In response to criticism of dialogue, Parolin said that “the Holy See works to find a synthesis of truth and a practicable way to respond to the legitimate expectations of the faithful, inside and outside China.”
The path started with China through current contacts was “gradual and still exposed to many unforeseen events, as well as new possible emergencies,” he said.
Greg Burke, director of the Holy See press office, denied allegations the Pope and his advisors in the Vatican were divided on Tuesday.
On Monday Cardinal Joseph Zen of Hong Kong wrote on his blog that he believed the Vatican was “selling out the Catholic Church in China.”
Zen confirmed that a Vatican delegation had asked two underground church Chinese bishops loyal to the Pope to stand aside and be replaced by two others recognized by the government – but excommunicated by the Holy See.

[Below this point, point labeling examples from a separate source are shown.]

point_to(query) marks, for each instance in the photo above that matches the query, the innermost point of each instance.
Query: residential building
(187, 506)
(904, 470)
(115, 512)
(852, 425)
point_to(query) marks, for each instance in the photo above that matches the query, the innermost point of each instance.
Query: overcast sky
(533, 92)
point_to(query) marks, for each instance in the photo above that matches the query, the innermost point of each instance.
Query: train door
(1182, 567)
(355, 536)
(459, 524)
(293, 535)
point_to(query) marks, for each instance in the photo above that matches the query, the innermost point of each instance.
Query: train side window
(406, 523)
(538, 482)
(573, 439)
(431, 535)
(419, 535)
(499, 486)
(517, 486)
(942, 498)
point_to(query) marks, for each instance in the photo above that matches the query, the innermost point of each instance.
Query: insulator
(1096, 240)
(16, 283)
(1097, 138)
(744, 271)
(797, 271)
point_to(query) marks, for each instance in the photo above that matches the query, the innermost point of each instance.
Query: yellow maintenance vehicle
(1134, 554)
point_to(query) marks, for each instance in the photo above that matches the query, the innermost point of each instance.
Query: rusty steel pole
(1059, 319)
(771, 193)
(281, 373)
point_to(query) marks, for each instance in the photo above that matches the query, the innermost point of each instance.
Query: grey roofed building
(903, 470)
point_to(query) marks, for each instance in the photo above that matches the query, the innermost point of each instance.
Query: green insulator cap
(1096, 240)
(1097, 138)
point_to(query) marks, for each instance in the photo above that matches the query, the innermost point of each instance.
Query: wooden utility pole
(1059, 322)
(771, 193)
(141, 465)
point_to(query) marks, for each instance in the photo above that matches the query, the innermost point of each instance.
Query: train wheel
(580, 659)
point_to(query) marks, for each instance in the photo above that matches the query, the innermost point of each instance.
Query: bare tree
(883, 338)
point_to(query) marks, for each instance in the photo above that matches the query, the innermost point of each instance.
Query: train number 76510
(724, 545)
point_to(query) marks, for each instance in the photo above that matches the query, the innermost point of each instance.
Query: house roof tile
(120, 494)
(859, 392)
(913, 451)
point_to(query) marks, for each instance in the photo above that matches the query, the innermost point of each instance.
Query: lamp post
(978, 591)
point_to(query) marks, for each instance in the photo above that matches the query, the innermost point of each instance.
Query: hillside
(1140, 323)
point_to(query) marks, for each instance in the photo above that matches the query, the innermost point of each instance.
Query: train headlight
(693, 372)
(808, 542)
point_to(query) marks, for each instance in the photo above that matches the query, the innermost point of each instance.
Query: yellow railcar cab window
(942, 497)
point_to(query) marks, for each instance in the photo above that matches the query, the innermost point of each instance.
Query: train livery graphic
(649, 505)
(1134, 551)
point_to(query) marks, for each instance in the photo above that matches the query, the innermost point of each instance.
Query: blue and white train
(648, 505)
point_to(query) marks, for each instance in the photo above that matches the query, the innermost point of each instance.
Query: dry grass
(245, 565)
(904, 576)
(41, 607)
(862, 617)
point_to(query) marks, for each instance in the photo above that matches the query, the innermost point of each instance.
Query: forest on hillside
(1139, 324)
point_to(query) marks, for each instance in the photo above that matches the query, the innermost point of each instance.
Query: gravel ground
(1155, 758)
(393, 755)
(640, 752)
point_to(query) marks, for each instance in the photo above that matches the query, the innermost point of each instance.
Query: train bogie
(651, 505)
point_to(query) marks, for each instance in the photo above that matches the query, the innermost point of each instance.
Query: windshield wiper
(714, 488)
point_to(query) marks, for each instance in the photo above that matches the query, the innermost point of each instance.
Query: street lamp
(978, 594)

Burke’s statement apparently rebuffed Zen, explaining “the Pope is in constant contact with his collaborators, in particular in the Secretariat of State, on Chinese issues.”
People in the church were “fostering confusion and controversy,” Burke said.
Negotiations between the Vatican and Beijing have already lasted four years and the two sides have different focuses and perceptions of the issue, Wang Meixiu, a research fellow at the Chinese Academy of Social Sciences in Beijing, told the Global Times. And both face massive pressure, Wang said.
The Holy See has a moral obligation to lead and care for Catholics in China while the Chinese government must supervise religious activities within its jurisdiction to safeguard domestic stability, she said.
It is expected both parties can find a balancing point to bring long-term benefits to both, Wang said.
To achieve consensus, each party should better understand each other’s “very different system,” she said, including the appointment of bishops and operation of Catholic churches.